IEA Warns Renewed U.S.-Iran Conflict Could Upend Oil Surplus Forecast

Despite the tentative recovery of oil flows through the Strait of Hormuz and the first build-up in global stocks since the war began, this week’s re-escalation of the U.S.-Iran hostilities could flip the outlook for an oil market surplus for next year, the International Energy Agency said on Friday.

Oil prices have plunged since the United States and Iran signed the memorandum of understanding (MoU) in the middle of June, with North Sea Dated prices down by $31 per barrel in June to $68 a barrel by early July, their lowest since January and $2 per barrel below pre-war levels.

“An escalation in hostilities on 7-8 July, however, clouds the outlook and could upend the forecast that sees the market flipping to a surplus next year,” the IEA said in its closely watched Oil Market Report for July.

Since the reopening of the Strait of Hormuz, tankers have rushed to exit the Persian Gulf, including millions of barrels of Iranian crude that Tehran couldn’t move past the U.S. blockade between mid-April and mid-June.

As a result, global oil supply rebounded by a massive 4.1 million barrels per day (bpd) to 98.8 million bpd in June, amid a partial recovery in Gulf production, the IEA said.

However, global oil output remained about 9.4 million bpd below pre-war levels, with supply on track to decline by an average of 3.7 million bpd to 102.6 million bpd in 2026, “contingent on a swift de-escalation of renewed hostilities.”

Global demand is starting to recover from the lows seen in the second quarter, with annual declines easing from 4.8 million bpd in April-June to an expected yearly drop of 1.7 million bpd in the third quarter, the IEA reckons.
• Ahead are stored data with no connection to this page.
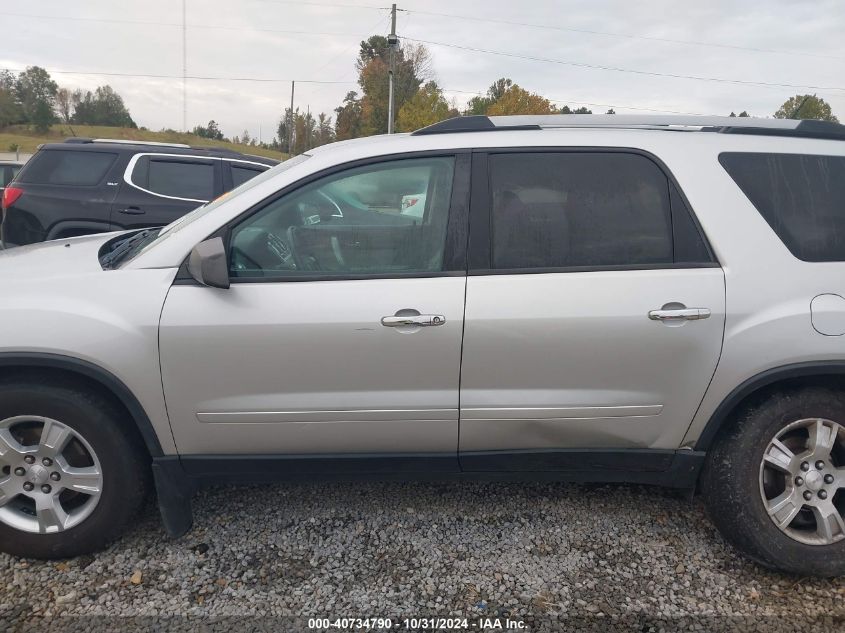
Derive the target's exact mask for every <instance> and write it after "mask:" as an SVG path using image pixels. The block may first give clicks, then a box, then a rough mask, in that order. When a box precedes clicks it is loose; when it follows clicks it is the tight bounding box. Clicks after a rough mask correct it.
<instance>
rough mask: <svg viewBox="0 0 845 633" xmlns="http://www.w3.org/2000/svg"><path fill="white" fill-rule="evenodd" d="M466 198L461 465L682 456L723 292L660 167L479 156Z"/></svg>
mask: <svg viewBox="0 0 845 633" xmlns="http://www.w3.org/2000/svg"><path fill="white" fill-rule="evenodd" d="M472 204H473V207H472V219H471V226H470V236H471V240H472V242H471V247H470V262H471V264H470V274H469V277H468V283H467V300H466V314H465V331H464V347H463V363H462V370H461V426H460V450H461V456H462V457H461V462H462V466H463V467H464V468H466V469H468V470H474V469H482V470H485V469H497V468H504V469H517V470H518V469H523V468H529V469H569V468H572V467H573V459H574V457H573V455H574V454H575V453H573V452H572V450H571V449H579V450H581V449H600V450H604V451H608V450H610V451H615V450H623V449H633V448H650V449H653V448H657V449H675V448H677V447H678V445H679V443H680V441H681V438H682V437H683V434H684V432H685V430H686V428H687V427H688V425H689V422H690V420H692V417H693V414H694V413H695V410H696V408H697V406H698V404H699V402H700V401H701V399H702V397H703V395H704V392H705V390H706V388H707V385H708V383H709V381H710V378H711V377H712V375H713V372H714V370H715V367H716V364H717V361H718V358H719V354H720V351H721V341H722V333H723V328H724V312H725V291H724V276H723V273H722V270H721V268H720V267H719V265H718V264H717V263H716V262H715V261H714V259H713V256H712V255H711V253H710V250H709V248H708V247H707V246H706V243H705V241H704V239H703V237H702V235H701V234H700V232H699V229H698V227H697V225H696V223H695V221H694V217H693V216H692V215H691V212H690V210H689V209H688V206H687V204H686V203H685V202H684V200H683V198H682V196H681V194H680V192H679V190H678V189H677V187H676V185H675V184H674V182H673V181H672V180H670V179H669V178H668V177H667V174H666V173H665V171H664V169H663V168H662V167H661V166H660V165H659V164H658V163H657V162H656V161H655V160H653V159H652V158H650V157H648V156H646V155H643V154H640V153H636V152H633V151H631V150H628V151H626V150H619V151H608V152H605V151H592V152H586V151H585V152H579V151H563V150H560V151H544V152H513V151H503V152H490V153H489V154H486V153H481V154H476V155H475V156H474V164H473V202H472ZM582 455H583V453H582ZM657 468H660V466H659V465H658V466H657Z"/></svg>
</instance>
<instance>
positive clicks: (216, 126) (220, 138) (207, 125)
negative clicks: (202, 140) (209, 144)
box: [193, 119, 225, 141]
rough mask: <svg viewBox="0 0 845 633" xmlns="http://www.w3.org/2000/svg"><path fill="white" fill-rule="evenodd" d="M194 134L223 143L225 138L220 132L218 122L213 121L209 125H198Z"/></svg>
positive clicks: (212, 119)
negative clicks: (217, 122) (221, 141)
mask: <svg viewBox="0 0 845 633" xmlns="http://www.w3.org/2000/svg"><path fill="white" fill-rule="evenodd" d="M193 132H194V134H196V135H197V136H201V137H202V138H210V139H213V140H215V141H222V140H223V139H224V138H225V137H224V136H223V132H221V131H220V126H219V125H217V121H215V120H214V119H211V120H210V121H209V122H208V125H198V126H196V127H195V128H194V129H193Z"/></svg>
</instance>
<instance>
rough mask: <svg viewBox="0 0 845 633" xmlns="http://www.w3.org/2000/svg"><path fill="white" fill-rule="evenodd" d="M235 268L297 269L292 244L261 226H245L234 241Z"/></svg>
mask: <svg viewBox="0 0 845 633" xmlns="http://www.w3.org/2000/svg"><path fill="white" fill-rule="evenodd" d="M232 264H233V266H234V268H235V270H297V268H298V266H297V262H296V258H295V256H294V253H293V249H292V248H291V247H290V244H289V243H288V242H287V241H286V240H284V239H282V238H281V237H279V236H278V235H276V234H275V233H273V232H271V231H268V230H267V229H264V228H261V227H255V226H250V227H245V228H244V229H243V230H241V231H240V232H238V234H237V235H236V236H235V239H234V240H233V241H232Z"/></svg>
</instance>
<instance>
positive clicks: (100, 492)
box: [0, 379, 150, 559]
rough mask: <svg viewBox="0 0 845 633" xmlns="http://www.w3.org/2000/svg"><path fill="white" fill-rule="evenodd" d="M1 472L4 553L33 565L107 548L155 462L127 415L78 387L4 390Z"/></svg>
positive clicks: (21, 380) (1, 404)
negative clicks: (24, 450)
mask: <svg viewBox="0 0 845 633" xmlns="http://www.w3.org/2000/svg"><path fill="white" fill-rule="evenodd" d="M39 425H40V427H39ZM48 427H49V429H50V430H49V432H48V431H46V429H48ZM47 436H49V437H51V438H55V439H45V437H47ZM9 438H11V439H9ZM39 441H40V442H41V443H39ZM10 442H11V444H10ZM15 442H17V443H16V444H15ZM51 444H52V445H54V446H51ZM59 445H61V446H63V447H64V448H62V452H59V451H58V448H56V447H58V446H59ZM10 446H12V447H16V448H13V449H10V448H9V447H10ZM20 449H24V450H25V451H28V452H15V451H16V450H18V451H19V450H20ZM4 451H5V455H4V454H3V452H4ZM45 455H52V457H53V458H54V459H52V458H50V457H45ZM25 460H30V461H29V462H27V461H25ZM0 467H2V468H3V470H2V471H0V499H2V497H3V492H4V489H5V491H6V492H7V493H8V494H6V498H5V503H3V502H2V501H0V549H2V550H3V551H5V552H8V553H9V554H14V555H16V556H23V557H28V558H41V559H51V558H70V557H73V556H78V555H80V554H87V553H91V552H95V551H97V550H100V549H102V548H104V547H105V546H106V545H108V544H109V543H110V542H111V541H112V540H114V539H115V538H117V537H118V536H120V534H121V533H122V532H123V531H124V528H125V527H126V526H127V524H128V523H129V522H130V521H131V520H132V519H133V518H134V517H135V515H136V514H137V512H138V510H139V509H140V508H141V506H142V504H143V502H144V499H145V497H146V494H147V492H148V490H149V487H150V459H149V456H148V455H147V453H146V451H145V450H144V448H143V445H142V443H141V440H140V438H139V437H138V433H137V430H136V429H135V428H134V427H132V426H130V425H129V423H127V414H126V412H125V411H123V410H122V409H121V408H120V407H119V406H117V405H116V404H115V403H113V402H112V401H111V400H110V399H109V398H107V397H105V396H103V395H101V394H99V393H96V392H90V391H88V390H86V389H85V388H84V386H83V385H77V384H74V383H72V382H58V381H56V382H49V383H44V382H41V381H36V380H32V381H29V380H19V379H18V380H15V381H10V382H4V383H0ZM71 486H73V488H74V489H71V488H70V487H71ZM25 487H28V488H29V490H30V492H29V493H26V492H21V491H23V490H25V489H26V488H25ZM16 491H17V492H18V493H19V494H17V495H16V496H14V497H11V496H10V494H12V493H15V492H16ZM80 491H83V492H80ZM39 492H40V493H41V494H40V495H39ZM45 493H49V494H45ZM29 495H31V497H30V496H29ZM10 499H11V500H10Z"/></svg>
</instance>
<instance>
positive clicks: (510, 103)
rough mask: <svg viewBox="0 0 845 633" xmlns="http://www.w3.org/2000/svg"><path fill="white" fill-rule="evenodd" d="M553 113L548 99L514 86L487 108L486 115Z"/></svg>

Despite the wave of crude managing to clear the Strait of Hormuz in recent weeks, product supply and deliveries are much slower to rebound, with the markets still tight, the agency noted.

“The disconnect between apparently well supplied crude oil markets and tight product markets underpinned a rally in cracks and refinery margins to four-year highs by early July,” said the IEA.

“While concerns over jet fuel shortages have eased in recent weeks after refiners pushed output to new highs, diesel and gasoline markets have tightened, with gasoline cracks moving sharply higher.”